Tourism is as we know
One of the sectors that paid the highest price of wrong foreign policies in Turkey is the tourism sector and it has not been able to shake off from it. According to latest data, number of foreign visitors in Turkey during the month of September this year fell down by 32.84% compared to the same month last year.
Domestic markets are stagnated
Stating that the most recent data demonstrates how the country’s economy is almost shredded to its pieces, faculty member of Gazi University’s Economics Department Prof. Aziz Konukman pointed out that domestic markets are in a major stagnation.
Talking to BirGün, Prof. Konukman explained: “There is a 27.3% lessening in taxes collected for sold items.
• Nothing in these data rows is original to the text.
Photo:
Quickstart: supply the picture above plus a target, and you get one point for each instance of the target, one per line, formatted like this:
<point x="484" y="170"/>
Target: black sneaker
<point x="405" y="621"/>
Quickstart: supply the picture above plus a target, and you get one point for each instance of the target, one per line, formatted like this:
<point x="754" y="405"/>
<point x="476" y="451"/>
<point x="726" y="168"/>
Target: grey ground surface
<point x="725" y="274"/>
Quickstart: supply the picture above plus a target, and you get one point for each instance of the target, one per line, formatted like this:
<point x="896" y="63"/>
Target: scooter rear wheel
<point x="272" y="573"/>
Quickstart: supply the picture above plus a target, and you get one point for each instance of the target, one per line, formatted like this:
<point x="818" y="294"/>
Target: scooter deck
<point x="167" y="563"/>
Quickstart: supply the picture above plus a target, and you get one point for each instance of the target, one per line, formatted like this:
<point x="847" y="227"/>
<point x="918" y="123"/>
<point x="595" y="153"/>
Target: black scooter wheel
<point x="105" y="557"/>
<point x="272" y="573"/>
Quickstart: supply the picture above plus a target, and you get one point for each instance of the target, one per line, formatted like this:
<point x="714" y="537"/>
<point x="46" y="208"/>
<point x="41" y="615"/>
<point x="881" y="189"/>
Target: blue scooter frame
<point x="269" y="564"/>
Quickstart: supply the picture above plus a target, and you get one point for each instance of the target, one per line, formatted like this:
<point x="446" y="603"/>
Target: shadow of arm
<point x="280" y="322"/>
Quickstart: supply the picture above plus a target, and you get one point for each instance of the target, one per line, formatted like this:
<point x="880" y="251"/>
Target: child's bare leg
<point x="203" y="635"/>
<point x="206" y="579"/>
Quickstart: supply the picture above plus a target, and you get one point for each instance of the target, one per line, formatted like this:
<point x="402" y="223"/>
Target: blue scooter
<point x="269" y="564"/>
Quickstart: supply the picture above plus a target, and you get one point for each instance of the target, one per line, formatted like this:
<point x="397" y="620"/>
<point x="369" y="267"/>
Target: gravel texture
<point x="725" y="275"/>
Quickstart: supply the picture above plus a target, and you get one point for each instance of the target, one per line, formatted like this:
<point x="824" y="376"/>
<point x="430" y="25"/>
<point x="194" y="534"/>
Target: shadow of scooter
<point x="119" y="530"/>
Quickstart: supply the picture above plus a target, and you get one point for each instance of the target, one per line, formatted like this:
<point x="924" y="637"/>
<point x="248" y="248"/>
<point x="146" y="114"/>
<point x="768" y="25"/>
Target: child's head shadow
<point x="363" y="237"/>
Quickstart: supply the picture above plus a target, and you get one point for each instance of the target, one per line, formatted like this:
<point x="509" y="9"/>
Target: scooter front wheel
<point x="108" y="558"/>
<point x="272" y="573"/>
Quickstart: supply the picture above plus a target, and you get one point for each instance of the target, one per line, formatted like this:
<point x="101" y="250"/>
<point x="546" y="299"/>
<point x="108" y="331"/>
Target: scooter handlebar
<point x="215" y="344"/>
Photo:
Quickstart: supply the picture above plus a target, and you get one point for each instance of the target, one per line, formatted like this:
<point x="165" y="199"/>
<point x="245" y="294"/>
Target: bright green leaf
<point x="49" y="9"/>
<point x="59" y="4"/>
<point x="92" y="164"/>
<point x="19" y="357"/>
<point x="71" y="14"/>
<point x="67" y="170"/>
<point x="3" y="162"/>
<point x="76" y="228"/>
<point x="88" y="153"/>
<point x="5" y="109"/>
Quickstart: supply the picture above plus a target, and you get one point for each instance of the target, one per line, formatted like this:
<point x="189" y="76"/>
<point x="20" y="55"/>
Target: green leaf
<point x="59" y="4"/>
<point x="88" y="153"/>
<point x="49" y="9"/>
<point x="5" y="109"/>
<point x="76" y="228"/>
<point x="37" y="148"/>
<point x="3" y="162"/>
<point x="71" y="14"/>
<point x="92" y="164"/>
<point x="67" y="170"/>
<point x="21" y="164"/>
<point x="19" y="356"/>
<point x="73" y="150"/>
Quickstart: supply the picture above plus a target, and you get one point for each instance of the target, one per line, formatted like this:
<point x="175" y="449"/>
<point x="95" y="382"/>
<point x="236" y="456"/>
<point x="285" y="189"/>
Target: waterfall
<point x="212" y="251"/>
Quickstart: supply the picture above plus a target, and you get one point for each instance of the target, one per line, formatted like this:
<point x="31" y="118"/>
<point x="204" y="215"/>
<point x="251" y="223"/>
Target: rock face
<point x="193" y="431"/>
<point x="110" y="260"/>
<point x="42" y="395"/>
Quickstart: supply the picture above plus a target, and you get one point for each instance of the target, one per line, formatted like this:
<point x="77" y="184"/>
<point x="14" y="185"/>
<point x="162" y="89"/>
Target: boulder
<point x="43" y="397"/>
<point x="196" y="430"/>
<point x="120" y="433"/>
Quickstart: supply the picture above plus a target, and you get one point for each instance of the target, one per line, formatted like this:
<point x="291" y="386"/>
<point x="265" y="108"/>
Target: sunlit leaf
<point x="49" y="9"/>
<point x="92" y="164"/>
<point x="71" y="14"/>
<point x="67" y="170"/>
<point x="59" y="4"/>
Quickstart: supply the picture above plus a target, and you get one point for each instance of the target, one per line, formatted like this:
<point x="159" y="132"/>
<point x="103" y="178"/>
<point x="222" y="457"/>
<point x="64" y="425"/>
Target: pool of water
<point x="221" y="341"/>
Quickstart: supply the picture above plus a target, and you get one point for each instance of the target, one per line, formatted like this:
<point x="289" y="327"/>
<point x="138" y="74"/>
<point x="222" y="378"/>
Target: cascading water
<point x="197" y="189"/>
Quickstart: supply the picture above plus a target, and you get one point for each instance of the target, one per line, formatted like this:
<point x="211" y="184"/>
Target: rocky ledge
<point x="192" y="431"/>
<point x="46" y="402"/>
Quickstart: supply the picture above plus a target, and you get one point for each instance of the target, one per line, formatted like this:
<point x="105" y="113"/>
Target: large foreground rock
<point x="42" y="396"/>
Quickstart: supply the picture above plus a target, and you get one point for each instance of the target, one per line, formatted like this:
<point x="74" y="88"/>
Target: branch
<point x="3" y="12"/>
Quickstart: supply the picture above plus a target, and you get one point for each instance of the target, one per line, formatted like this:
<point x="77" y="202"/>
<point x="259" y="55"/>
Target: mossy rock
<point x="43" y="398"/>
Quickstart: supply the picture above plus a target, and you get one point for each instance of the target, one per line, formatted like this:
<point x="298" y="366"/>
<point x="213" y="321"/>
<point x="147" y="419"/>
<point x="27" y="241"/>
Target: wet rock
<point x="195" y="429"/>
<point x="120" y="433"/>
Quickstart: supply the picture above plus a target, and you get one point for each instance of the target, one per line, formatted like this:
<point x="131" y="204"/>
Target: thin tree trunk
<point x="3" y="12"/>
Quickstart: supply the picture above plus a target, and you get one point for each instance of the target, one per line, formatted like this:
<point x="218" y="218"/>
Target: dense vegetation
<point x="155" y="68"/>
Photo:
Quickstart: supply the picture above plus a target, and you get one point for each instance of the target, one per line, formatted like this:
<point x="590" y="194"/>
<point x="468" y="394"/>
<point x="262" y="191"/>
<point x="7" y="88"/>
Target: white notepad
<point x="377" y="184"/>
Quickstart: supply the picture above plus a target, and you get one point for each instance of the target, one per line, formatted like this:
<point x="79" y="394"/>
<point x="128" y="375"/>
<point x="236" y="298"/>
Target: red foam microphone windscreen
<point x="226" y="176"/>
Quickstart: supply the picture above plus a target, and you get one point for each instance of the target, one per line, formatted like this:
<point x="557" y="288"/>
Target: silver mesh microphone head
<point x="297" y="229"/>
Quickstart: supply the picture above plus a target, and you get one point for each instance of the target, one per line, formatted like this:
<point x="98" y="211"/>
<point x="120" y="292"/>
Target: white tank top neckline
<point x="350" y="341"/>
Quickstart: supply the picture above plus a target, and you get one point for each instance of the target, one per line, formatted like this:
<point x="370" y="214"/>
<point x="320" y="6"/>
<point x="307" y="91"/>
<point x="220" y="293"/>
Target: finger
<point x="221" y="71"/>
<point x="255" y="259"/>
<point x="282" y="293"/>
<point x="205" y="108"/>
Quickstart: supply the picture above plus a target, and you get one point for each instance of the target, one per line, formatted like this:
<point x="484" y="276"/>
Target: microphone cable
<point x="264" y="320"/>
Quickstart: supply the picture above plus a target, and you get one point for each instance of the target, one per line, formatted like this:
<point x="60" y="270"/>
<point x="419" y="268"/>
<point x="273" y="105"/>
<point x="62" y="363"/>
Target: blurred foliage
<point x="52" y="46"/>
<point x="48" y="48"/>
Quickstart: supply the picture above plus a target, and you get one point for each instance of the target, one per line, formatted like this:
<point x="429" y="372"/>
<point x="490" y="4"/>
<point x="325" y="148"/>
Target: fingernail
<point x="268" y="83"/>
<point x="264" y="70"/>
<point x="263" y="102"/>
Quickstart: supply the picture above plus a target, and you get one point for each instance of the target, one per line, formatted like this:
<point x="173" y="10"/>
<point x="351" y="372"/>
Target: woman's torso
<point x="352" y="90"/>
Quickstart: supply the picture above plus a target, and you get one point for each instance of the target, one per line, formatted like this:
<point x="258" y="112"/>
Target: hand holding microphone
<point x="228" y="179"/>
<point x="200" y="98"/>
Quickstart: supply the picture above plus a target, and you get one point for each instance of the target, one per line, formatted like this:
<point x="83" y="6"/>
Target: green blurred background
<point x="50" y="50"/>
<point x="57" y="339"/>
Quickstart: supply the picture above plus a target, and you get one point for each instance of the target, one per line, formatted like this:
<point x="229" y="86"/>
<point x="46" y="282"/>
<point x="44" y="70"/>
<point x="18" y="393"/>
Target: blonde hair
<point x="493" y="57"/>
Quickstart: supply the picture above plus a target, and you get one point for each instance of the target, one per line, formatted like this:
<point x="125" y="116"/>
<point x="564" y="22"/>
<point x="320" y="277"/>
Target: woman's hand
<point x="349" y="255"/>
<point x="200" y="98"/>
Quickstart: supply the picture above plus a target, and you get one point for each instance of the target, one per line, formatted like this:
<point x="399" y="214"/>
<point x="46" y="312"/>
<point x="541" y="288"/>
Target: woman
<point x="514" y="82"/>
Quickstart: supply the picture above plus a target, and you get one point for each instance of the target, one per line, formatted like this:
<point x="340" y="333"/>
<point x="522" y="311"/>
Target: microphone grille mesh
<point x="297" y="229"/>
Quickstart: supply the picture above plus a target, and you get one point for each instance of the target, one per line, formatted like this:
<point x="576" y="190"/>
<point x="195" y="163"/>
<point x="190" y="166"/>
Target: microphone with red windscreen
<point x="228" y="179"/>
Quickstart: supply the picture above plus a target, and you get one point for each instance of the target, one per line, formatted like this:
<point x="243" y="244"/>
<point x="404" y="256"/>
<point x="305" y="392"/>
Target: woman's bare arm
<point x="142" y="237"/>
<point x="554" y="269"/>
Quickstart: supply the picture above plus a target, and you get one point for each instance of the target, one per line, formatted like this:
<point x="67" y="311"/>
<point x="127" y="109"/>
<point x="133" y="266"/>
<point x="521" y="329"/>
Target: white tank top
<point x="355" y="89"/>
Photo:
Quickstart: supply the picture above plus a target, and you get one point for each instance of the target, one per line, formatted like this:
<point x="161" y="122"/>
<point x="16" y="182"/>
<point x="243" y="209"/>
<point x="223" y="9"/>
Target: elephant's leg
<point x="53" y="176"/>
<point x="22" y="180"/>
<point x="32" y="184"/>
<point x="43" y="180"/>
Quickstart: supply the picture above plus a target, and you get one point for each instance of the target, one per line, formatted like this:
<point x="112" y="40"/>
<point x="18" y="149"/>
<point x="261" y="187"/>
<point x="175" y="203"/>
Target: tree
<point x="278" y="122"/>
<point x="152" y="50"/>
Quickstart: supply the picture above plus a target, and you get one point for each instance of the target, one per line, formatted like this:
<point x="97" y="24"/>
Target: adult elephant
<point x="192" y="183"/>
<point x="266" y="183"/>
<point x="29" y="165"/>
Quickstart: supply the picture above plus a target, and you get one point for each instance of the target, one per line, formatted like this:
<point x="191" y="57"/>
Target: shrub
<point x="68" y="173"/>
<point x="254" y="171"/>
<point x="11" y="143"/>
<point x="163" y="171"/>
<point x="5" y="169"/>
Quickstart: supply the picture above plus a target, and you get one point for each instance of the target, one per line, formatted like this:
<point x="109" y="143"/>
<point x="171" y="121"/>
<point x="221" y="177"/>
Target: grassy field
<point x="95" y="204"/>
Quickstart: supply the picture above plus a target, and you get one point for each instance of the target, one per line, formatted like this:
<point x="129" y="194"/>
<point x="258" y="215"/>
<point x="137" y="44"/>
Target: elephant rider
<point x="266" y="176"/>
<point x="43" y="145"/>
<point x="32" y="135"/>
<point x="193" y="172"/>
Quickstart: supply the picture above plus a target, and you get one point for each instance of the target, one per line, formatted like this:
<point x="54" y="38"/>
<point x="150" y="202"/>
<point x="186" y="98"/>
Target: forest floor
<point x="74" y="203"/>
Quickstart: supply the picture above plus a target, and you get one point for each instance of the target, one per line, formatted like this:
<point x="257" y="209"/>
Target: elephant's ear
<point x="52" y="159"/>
This is an indication of a major regression in domestic markets… The latest increase in ÖTV (special consumption taxes) has been applied mainly on very luxurious cars. However, these kinds of cars are generally purchased by firms. Firms would buy the cars and pay the ÖTV and KDV (VAT). But since they have the option to deduct it under corporate tax, Turkey’s State would end up receiving taxes from one end but giving it back from another.
A crisis greater than that of 2001 might be on the way for Turkey
Also commenting on the severity of the point reached in Turkey’s economy, Prof. Hurşit Güneş said the government is still ‘incapable of comprehending the extent of this peril’.
Güneş also explained that while the crisis of 2001 had emerged due to debts of the state and its adjustment and refinancing was therefore easier, the current debt belongs to the private sector, making it seriously difficult and complicated to have control on.
Drawing attention to the impact of coup attempt and state of emergency, Güneş also said with clashes both within and outside, as well as the restrictions on democratic practices and freedoms, Turkey stands as a risk for foreign investors. Güneş also pointed out the impact of the situation with Europe, adding ‘Turkey is likely to lose its attraction as a good investment point’.